2008-11-13 09:44:03 | 外交・情勢(アメリカ)
■4年に一回、五輪の年に行われる米国の大統領選挙は「南北戦争」の再現だという解釈があるそうですが、今回の選挙の結果を見ると東西両岸と内陸部との対立が主軸となっています。勿論、オバマ候補の地元イリノイ州は内陸部ですが、五大湖の一つである海のように広いミシガン湖に面した立地で北からマケイン陣営を包囲した格好になって、2004年の選挙ではブッシュ大統領が勝ったアイオワ、バージニア、ニューメキシコ、ネバダ、コロラドの各州までオバマ候補が奪還したのですから、マケイン陣営は内陸部を東西に分断されて大いに苦戦したのでした。

■米国の二大政党制を象徴的に説明すると、米国に生まれて良かったなあと思う人は共和党を支持し、トンデモない国に生まれ(来て)てしまった!と感じている人が民主党を支持するという話もあります。事前のアンケートでは黒人候補を支持すると答えておきながら、本番の投票では白人候補に投票する「ブラッドレー効果」が起きる可能性を含めて、米国の世論が真っ二つに割れて大接戦になるという予測は外れて、結果はダブル・スコアでオバマ候補の勝利となりましたから、今の米国はトンデモない国になっていると実感している人が多いことになります。その反対に、今でも世界で最も偉大な国だ!と言い張っている人も少なくないのも事実で、その中には「南北戦争」ならば断然、奴隷制を容認する南軍に組するつもりの超保守派も含まれているわけで、一発の銃弾で歴史がコロリと変わってしまうアメリカの悪夢がまた起こると内心では考えている人も居るのでしょうなあ。

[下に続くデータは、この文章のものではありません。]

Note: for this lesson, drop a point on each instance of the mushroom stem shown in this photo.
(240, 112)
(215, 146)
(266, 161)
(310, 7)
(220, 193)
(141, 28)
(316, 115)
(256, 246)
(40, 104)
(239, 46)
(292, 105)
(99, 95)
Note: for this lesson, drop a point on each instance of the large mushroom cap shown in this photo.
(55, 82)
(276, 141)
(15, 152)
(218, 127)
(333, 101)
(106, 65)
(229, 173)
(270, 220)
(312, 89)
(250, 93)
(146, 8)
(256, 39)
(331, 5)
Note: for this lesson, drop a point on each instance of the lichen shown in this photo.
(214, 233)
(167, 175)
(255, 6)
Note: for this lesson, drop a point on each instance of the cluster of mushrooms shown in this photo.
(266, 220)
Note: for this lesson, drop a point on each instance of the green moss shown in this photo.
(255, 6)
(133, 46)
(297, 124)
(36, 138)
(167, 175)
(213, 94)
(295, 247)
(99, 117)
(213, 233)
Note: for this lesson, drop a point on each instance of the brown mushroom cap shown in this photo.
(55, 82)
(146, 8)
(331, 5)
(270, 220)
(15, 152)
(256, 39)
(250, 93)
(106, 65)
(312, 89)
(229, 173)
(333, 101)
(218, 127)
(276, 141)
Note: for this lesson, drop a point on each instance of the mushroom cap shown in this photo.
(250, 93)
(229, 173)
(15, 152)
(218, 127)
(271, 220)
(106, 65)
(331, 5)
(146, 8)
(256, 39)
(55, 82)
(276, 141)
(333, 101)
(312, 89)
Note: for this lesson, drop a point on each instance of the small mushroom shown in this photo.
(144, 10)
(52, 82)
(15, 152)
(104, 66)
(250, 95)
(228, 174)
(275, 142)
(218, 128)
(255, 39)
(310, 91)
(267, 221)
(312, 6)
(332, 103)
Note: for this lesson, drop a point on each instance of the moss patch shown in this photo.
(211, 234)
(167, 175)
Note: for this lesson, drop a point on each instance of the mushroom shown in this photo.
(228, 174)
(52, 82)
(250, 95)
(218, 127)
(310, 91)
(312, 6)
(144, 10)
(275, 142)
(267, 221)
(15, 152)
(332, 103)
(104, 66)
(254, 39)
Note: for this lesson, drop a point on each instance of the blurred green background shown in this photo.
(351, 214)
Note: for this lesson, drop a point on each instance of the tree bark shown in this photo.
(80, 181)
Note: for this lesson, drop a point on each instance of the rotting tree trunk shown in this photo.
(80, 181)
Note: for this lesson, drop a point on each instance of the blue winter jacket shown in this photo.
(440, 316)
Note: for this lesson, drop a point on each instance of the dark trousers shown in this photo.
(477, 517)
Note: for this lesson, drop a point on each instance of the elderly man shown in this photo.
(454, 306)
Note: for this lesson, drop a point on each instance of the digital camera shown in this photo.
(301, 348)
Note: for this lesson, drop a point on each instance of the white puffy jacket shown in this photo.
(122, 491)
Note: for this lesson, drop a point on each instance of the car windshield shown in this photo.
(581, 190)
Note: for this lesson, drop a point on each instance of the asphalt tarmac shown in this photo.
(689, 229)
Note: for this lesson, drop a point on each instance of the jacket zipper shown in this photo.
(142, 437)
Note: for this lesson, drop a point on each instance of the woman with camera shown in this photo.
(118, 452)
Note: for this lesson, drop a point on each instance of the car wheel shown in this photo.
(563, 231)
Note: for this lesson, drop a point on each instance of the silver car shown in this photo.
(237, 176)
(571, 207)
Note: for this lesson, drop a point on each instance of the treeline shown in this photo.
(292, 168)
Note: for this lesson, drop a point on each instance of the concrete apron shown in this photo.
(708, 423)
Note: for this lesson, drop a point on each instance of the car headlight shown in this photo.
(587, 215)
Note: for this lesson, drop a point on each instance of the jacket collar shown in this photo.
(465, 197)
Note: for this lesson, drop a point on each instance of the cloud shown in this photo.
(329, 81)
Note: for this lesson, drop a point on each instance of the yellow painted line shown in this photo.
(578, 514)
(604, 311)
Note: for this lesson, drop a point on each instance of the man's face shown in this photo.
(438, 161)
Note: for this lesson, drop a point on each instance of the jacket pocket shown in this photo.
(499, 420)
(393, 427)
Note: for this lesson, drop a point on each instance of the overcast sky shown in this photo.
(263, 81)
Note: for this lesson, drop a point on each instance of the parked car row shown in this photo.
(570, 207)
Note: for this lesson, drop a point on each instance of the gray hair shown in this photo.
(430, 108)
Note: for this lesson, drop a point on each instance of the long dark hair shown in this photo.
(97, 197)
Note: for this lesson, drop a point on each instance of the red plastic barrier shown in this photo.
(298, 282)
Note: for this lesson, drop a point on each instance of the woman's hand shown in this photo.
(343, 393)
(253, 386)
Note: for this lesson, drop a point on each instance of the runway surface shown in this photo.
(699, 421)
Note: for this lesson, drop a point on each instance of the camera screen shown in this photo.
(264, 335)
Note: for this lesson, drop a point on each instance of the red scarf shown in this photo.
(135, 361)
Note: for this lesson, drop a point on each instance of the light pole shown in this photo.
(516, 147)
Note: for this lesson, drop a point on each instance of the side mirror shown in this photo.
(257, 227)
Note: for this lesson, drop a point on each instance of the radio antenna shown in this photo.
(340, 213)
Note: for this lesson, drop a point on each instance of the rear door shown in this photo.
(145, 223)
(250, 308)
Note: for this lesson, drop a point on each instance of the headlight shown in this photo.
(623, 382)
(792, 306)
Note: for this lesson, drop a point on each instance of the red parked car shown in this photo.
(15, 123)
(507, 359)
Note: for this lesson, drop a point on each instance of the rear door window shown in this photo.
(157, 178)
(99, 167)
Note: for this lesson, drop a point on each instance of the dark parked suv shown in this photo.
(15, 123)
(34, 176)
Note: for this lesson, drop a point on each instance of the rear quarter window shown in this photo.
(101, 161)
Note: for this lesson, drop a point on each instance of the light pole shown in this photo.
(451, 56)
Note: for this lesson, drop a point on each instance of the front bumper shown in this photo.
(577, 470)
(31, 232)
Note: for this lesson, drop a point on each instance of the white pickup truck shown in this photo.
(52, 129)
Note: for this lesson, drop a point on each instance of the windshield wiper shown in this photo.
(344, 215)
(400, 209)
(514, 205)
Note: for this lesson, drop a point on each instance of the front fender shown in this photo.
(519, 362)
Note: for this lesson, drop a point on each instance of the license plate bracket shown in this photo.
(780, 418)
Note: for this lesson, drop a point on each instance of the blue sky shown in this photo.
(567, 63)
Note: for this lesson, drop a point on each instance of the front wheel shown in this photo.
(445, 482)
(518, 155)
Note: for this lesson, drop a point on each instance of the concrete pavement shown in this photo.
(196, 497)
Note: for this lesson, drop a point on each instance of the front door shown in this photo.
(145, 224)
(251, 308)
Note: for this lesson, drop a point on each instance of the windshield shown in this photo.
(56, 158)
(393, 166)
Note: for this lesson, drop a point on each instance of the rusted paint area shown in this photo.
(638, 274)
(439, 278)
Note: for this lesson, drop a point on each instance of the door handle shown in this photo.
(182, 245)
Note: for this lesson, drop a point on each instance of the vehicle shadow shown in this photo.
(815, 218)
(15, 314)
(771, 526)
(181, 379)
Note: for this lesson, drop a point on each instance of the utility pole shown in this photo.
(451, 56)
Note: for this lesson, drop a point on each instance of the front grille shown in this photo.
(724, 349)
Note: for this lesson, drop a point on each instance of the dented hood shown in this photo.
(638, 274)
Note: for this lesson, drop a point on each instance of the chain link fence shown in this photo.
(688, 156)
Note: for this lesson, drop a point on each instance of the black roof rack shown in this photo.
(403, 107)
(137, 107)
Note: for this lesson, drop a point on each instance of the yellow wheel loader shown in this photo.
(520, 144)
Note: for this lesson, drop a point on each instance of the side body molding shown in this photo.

米紙タイムズ・ピカユーン(電子版)は12日、白人至上主義団体クー・クラックス・クラン(KKK)への加入儀式を途中で離脱しようとしたオクラホマ州の女性がメンバーに射殺されたと報じた。捜査当局は事件に絡み、ルイジアナ州のKKKメンバー8人を殺人などの容疑で逮捕した。同紙によれば、女性はKKKグループのウェブサイトを見て7日にルイジアナ州を訪れメンバーと接触した。髪をそるなどの儀式の後、川の中州に連れて行かれ、さらに儀式が続いた。9日に離脱を決意したが、リーダーの男と口論となり、撃たれたという。 
11月13日 時事通信

■殺害された女性の出身地であるオクラホマ州も、殺害された場所のルイジアナ州もマケイン候補が勝った所で、KKK団(クー・クラックス・クラン)が結成されたテネシー州でもマケイン候補が勝っています。元々、南北戦争が終わって敗れた南軍の退役軍人が作った親睦会が発展したのがKKK団ですから、大統領選挙が現代の「南北戦争」と言われるのも当然なのかも知れませんなあ。解放された奴隷に始まってユダヤ人やらアジア系移民やら、次々と排除すべき対象を増やしながら巨大化したとされる団体ですから、オバマ大統領が当選したからには組織として危機感を持つのは当然なのでしょうが、8月の段階でオバマ候補を暗殺しようとした3人組が逮捕されているアメリカには、やはりオバマ候補は少しばかり早過ぎたのかも知れません。その選択の重さを米国の人々はこれから実際に感じるようになるのでしょう。


米大統領選で銃規制に積極的な民主党のバラク・オバマ候補が当選したことを受け、銃規制が厳しくなると不安に感じた人々が銃の購入に走っている。大統領選後、全米の銃器店で売り上げが増加し、前年と比べて2~3倍となった店舗も出ている。……銃の販売量増加を強く実感しているのは、コロラドやオハイオ、コネティカット、ニューハンプシャー各州の販売店。いずれも、民主党政権下で、銃規制が強化されることを懸念している。

■金融危機で不景気の嵐が吹き始める中で、震源地の米国内では銃器だけが妙に売れているという話が有りましたが、てっきり人種差別の暗い歴史を思い出した連中が「万が一」を考えて武装し始めているのかと思っていましたが、オバマ候補の公約が原因だったのですなあ。8歳のガキンチョでも器用に銃を扱って大人二人を連続して射殺できるような国ですから、とても日本人からは想像も出来ない感性を持つ人が多いようです。自分の身は自分でしっかり護るのが鉄則とされている国ですから、「念のため」に家の何処かに拳銃の一丁や二丁は置いている場合が多いのは米国で少し暮らした経験のある人なら分かっている事ではありますが……。


銃規制についてオバマ氏はこれまでに、購入者の身元確認強化を挙げているほか、「常識的な基準」を設置したいと述べている。これに対し、銃規制に反対する全米ライフル協会(NRA)は、「オバマ氏は銃器類に課税する考えを支持している」と強く反発している。

■出ました!ライフル協会!民兵組織に関する修正憲法の一文を意図的に拡大解釈して世界一の銃社会を作り上げている組織。マイケル・ムーアの出世作となった『ボーリング・フォー・コロンバイン』で当時の会長だったチャールトン・ヘストンが晩節を汚す遺影を残してしまったのでも有名であります。羊飼いの杖を持っているモーゼさながらに、ライフル銃を掲げて吠えていた姿も記録に残ってしまいましたなあ。


一方、米連邦捜査局(FBI)によると、11月3日から9日までの1週間に寄せられた、銃器購入者の身元確認や過去調査を実施するよう求める要望は、37万4000件に達したという。この数は昨年同期から比べて49%増で、多発する銃犯罪を多くの米国民が憂慮しているようだ。
11月12日 CNNニュース

■今年のハロウィーンでの少年が射殺されたというのに、どうしても銃を手元に置いておかないと不安な人が多いようです。銃の規制と言っても所持を禁止する事などは思いもよらず、単なる身元確認を購入者に求めるだけでも大騒ぎであります。まあ、日本の銃規制も穴だらけだと分かってしまったので、平和な日本を過大に誇るわけにも行かないのですが……。何にしても「大統領暗殺」などという巨大な活字が一面に掲載された新聞などは見たくないと願うばかりで、どうしても暗殺犯人になりたい!という志願者が出て来ないように祈りましょう。